I have been reading much about the food labeling industry and the FDA. I found this great article from Health Educator. I have summerized here and also put in the folder for my Brick library followers.
Reading and understand the labels really is not that hard if you remember to look beyond the claims on the front.
NATURAL is not regulated by the FDA therefore it might be misleading. It means nothing about the nutritional content, safety or even ingredients. So be aware and read a little further.
MADE with real fruit does not necessary mean "real fruit". There is no law that says how much so it could even be a drop. Watch for fructose corn syrup and or sugar listed first which means it not good for you and you no better.

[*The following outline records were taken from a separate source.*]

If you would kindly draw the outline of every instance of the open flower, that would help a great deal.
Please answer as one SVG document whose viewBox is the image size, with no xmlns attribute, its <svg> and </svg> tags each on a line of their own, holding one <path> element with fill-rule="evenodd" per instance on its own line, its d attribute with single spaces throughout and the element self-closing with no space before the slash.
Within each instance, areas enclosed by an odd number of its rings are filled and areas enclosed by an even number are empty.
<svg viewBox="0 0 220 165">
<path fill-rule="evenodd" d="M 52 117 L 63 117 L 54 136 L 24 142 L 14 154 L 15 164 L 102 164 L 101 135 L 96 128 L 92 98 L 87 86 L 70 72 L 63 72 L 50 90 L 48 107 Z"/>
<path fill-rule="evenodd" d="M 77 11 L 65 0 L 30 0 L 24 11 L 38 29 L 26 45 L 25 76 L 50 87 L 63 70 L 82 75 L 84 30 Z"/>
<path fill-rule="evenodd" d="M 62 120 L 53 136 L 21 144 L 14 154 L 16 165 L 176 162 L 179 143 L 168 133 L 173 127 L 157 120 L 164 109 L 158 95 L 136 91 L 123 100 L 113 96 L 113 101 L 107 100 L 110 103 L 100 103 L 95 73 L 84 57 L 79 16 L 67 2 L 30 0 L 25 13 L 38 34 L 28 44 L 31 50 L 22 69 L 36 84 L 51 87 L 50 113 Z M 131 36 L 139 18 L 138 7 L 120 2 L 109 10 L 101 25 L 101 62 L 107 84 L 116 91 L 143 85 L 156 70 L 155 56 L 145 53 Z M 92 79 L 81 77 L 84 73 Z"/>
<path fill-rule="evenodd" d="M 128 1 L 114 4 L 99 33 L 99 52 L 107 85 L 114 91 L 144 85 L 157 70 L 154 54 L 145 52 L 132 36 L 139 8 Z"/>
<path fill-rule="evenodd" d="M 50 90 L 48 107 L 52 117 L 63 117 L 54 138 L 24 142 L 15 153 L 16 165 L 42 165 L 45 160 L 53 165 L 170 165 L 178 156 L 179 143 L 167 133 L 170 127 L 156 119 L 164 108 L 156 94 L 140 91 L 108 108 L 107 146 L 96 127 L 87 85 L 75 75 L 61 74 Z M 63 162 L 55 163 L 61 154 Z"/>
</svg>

WHOLE GRAINS is the most popular claim now a days. A manufacture can claim whole grain no matter how much whole the product contains. Look for percentage preferable 100% and don't let the grams fool you.
FAT FREE might tempt you to think it is a healthier choice. Check the label for actual number of calories and fat grams.
ZERO TRANS fat which are suppose to be the bad fat. You can not trusts the claims for zero or the nutrition facts on this. Always read the ingredients looking for hydrogenated or partial hydrogenated oils. They can add up to food that is unhealthy.
Just try to remember to make food choices from whole, unprocessed sources like fresh meat, beans, fresh fruit etc. This will help with your health and your diet.